This is the documentation homepage for Nucleus, Mission 1 of the Brickworks Project.

The documentation here logs our ideas, designs, and decisions through the design process from concept selection to post-flight analysis.

Want to help?

For more information on how to contribute to Nucleus or join the Brickworks team, see the Contribute page.

What is Brickworks?

Brickworks is a group of engineers who are passionate about aerospace. The group formed in November 2018 as an outlet for alumni members of the student-faculty research group RIT Space Exploration (SPEX) to continue doing space-related engineering projects.

Brickworks's mission is to do novel things with accesible hardware, share the knowledge gained along the way, and set an example of excellence for similar hobby projects.

Why a High Altitude Balloon?

High Altitude Balloons (HABs) are low-cost, low-risk vehicles that are the perfect platform for conducting small scale atmospheric studies, remote sensing, and other experiments that make use of the "edge of space" conditions found at altitudes in excess of 65,000 feet above sea level. Atmospheric conditions in the stratosphere are fairly well understood insofar as the humidity, temperatures, and pressures that must be weathered by a flight platform. More specifically, ambient temperatures and pressures between 65,000--100,000, feet altitude see extremes of -60C and 0.05 atm respectively.

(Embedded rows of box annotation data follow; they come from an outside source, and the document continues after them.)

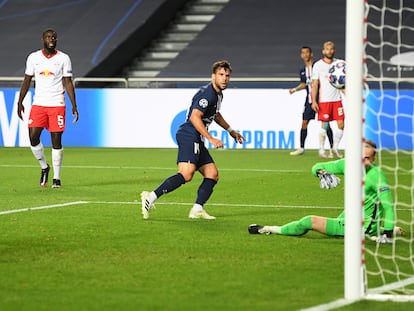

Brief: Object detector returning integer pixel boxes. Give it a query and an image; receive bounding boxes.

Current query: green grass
[0,148,414,311]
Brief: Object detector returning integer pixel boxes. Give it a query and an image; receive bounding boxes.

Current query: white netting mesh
[364,0,414,300]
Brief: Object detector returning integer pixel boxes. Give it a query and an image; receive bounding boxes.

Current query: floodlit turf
[0,148,413,311]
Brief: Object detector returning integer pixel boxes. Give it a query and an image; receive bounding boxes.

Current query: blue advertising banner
[0,89,414,150]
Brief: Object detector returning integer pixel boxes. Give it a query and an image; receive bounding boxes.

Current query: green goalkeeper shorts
[326,218,345,237]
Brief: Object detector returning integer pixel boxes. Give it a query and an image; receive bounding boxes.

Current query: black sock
[300,129,308,149]
[154,173,185,198]
[326,126,333,149]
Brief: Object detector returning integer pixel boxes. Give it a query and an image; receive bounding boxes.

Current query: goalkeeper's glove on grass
[316,170,341,189]
[376,230,394,244]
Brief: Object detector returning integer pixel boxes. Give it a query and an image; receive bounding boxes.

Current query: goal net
[345,0,414,301]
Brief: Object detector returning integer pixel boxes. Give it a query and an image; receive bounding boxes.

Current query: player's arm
[63,77,79,123]
[372,171,395,237]
[312,159,345,189]
[190,109,223,148]
[289,82,306,94]
[311,79,319,112]
[17,74,33,120]
[214,112,245,144]
[312,159,345,176]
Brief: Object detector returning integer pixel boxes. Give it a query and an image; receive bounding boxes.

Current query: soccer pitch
[0,148,414,311]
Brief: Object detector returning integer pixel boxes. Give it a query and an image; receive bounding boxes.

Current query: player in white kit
[17,29,79,188]
[312,41,345,158]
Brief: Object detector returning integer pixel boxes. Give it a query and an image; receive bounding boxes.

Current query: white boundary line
[0,164,308,173]
[0,201,89,215]
[0,201,342,216]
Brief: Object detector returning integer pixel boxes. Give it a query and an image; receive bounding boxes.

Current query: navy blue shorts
[177,135,214,169]
[302,103,316,121]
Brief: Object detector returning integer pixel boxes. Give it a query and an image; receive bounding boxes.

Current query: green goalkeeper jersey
[312,159,395,236]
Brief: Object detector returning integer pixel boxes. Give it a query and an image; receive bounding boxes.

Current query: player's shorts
[177,135,214,169]
[326,218,345,236]
[302,103,316,121]
[318,100,345,121]
[29,105,66,132]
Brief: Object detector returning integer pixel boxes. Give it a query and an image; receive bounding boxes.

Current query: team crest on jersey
[198,98,208,108]
[39,69,55,77]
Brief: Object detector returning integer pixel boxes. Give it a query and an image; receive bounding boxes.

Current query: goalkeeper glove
[376,230,394,244]
[316,170,341,189]
[376,234,393,244]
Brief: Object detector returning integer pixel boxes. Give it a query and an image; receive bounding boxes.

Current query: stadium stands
[0,0,345,77]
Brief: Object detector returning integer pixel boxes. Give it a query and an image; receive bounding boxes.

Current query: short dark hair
[212,60,233,73]
[300,45,312,53]
[364,139,377,155]
[42,28,57,38]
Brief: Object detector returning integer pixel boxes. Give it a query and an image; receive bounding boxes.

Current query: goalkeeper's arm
[312,159,345,177]
[316,169,341,189]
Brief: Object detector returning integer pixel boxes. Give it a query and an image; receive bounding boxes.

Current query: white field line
[0,164,304,173]
[0,201,342,216]
[0,201,88,215]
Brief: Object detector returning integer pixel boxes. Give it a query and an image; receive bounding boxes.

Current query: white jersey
[25,50,72,107]
[312,59,341,103]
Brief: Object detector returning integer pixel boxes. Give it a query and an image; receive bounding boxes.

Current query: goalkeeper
[248,140,404,243]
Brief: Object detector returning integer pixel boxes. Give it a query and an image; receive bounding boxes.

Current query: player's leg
[141,162,189,219]
[29,105,50,187]
[249,216,314,236]
[326,123,334,158]
[319,121,328,158]
[249,216,334,236]
[290,120,309,155]
[333,101,345,158]
[46,107,66,188]
[50,132,63,188]
[188,144,219,219]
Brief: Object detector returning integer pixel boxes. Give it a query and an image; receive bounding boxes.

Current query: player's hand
[72,109,79,123]
[317,170,341,190]
[375,234,394,244]
[17,104,24,121]
[394,226,405,236]
[209,137,224,148]
[230,130,246,144]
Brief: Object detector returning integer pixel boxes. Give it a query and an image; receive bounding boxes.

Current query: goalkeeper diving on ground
[248,140,405,243]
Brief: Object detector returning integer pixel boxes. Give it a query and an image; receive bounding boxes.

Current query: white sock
[333,130,344,150]
[319,128,326,152]
[30,143,47,169]
[147,191,157,204]
[263,226,282,234]
[52,148,63,179]
[192,203,203,212]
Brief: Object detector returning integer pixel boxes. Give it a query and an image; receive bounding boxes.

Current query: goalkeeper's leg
[263,216,313,236]
[263,216,345,236]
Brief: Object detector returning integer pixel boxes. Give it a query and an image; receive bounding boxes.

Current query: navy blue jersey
[299,66,312,105]
[177,83,223,141]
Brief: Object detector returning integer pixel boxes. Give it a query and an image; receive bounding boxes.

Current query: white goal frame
[344,0,414,303]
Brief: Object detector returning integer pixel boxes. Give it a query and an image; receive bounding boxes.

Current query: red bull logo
[39,69,55,78]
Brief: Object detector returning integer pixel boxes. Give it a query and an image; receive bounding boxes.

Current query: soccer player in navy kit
[141,61,245,219]
[289,46,333,158]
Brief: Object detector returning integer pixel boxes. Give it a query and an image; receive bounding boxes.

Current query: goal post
[344,0,364,301]
[344,0,414,302]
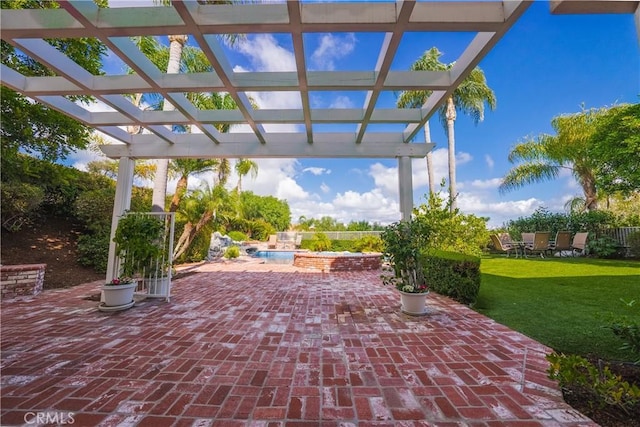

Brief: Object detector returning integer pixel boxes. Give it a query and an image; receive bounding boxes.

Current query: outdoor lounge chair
[571,232,589,256]
[522,233,536,251]
[550,231,571,256]
[524,231,551,258]
[491,234,518,257]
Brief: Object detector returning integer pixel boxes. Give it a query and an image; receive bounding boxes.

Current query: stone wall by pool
[293,252,382,271]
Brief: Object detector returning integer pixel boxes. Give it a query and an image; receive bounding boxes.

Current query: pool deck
[0,259,596,427]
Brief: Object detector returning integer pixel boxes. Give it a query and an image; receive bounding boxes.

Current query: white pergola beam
[100,140,433,159]
[549,0,640,15]
[0,0,516,38]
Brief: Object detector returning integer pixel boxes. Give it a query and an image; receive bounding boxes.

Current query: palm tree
[173,185,228,260]
[235,159,258,193]
[400,47,496,212]
[151,0,246,212]
[397,47,447,194]
[169,159,220,212]
[499,110,601,210]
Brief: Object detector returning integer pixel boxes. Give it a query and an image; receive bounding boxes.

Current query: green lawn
[474,256,640,360]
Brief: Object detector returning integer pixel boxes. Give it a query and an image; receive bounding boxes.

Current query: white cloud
[302,167,331,176]
[238,34,296,71]
[329,95,354,108]
[470,178,502,190]
[484,154,496,169]
[311,33,357,71]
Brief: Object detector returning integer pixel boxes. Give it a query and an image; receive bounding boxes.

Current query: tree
[0,0,106,173]
[152,0,244,212]
[397,47,447,194]
[400,47,496,212]
[587,104,640,195]
[240,191,291,230]
[169,159,225,212]
[173,185,228,260]
[499,110,604,210]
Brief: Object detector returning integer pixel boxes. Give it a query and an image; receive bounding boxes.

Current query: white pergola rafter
[1,0,531,158]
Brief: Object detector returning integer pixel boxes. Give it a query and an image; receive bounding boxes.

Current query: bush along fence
[598,227,640,257]
[420,251,480,305]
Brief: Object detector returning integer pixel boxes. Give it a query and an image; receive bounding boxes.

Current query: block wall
[293,253,381,271]
[0,264,47,300]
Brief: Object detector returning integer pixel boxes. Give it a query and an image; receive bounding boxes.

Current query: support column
[398,157,413,224]
[107,157,135,283]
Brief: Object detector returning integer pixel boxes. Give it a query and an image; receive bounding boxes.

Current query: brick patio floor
[0,262,595,427]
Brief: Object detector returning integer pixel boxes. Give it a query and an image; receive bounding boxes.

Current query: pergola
[1,0,640,280]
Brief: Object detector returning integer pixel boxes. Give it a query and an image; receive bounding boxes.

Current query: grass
[474,256,640,361]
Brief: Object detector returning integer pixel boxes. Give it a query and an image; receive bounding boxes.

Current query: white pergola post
[398,157,413,224]
[106,157,135,283]
[633,3,640,44]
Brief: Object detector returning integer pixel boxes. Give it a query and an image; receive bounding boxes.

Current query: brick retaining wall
[0,264,47,300]
[293,252,381,271]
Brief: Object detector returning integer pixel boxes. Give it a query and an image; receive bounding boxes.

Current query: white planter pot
[102,282,138,307]
[398,291,428,316]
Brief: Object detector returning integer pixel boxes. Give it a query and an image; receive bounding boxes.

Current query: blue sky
[74,1,640,227]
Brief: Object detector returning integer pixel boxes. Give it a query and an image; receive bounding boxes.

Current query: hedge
[420,251,480,305]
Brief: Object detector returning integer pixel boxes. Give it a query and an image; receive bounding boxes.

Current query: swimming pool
[252,251,298,264]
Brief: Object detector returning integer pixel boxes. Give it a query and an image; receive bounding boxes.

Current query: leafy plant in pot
[113,212,165,300]
[380,217,432,315]
[102,277,138,309]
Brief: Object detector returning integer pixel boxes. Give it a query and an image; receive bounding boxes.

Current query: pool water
[252,251,296,264]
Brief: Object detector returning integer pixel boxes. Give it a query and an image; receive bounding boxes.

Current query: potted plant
[102,277,138,310]
[113,213,168,294]
[380,218,431,315]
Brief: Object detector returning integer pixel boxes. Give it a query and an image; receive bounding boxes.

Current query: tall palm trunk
[151,35,187,212]
[579,170,598,211]
[169,175,189,212]
[424,122,436,194]
[173,210,215,260]
[446,97,458,212]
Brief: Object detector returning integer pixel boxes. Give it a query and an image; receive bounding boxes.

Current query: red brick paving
[0,263,595,427]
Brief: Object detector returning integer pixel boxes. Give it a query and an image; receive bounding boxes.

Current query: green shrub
[353,236,383,252]
[0,182,44,232]
[627,231,640,258]
[77,230,110,273]
[606,298,640,363]
[310,233,331,252]
[420,251,480,304]
[587,236,620,258]
[325,240,357,252]
[413,193,489,256]
[547,353,640,412]
[75,187,116,233]
[224,246,240,259]
[229,231,249,242]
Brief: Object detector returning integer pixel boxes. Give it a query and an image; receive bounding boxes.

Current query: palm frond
[498,163,560,193]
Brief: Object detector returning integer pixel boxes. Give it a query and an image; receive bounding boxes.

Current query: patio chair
[267,234,278,249]
[550,231,571,256]
[571,232,589,256]
[491,234,517,257]
[522,233,536,251]
[524,231,551,258]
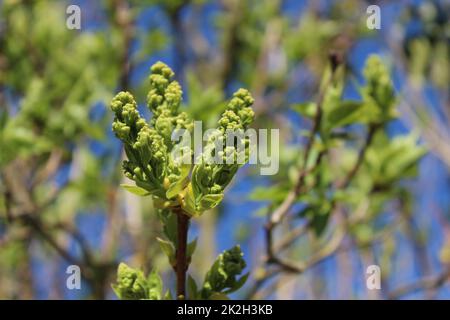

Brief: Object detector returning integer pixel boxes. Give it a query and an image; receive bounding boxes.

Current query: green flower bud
[113,263,148,300]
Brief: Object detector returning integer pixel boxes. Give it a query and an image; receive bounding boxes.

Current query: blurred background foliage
[0,0,450,299]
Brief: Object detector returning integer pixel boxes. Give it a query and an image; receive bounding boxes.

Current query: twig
[175,209,189,299]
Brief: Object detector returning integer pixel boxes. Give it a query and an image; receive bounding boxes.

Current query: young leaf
[120,184,150,197]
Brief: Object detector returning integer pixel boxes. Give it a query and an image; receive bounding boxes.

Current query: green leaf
[164,290,173,300]
[327,101,364,129]
[120,184,150,197]
[311,211,330,237]
[292,102,317,119]
[147,270,163,300]
[200,193,223,211]
[223,272,250,294]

HABs are an excellent platform to experiment with and learn aerospace engineering skills and techniques as a hobbyist without the prohibitively high capital requirements of building a spacecraft. This means engineers can also experiment with more novel ideas or gain experience on a risk-tolerant and short-turnaround project.

What is Nucleus?

Nucleus is a high altitude balloon technology demonstration mission. The key objectives of this mission are to develop a robust avionics architecture, experiment with core technologies which enable long duration flights, broadcast telemetry to a remote ground terminal, and optionally collect high quality images from high altitudes. As a technology demonstrator, Nucleus flight systems are designed with the intent to be improved or expanded upon in future missions.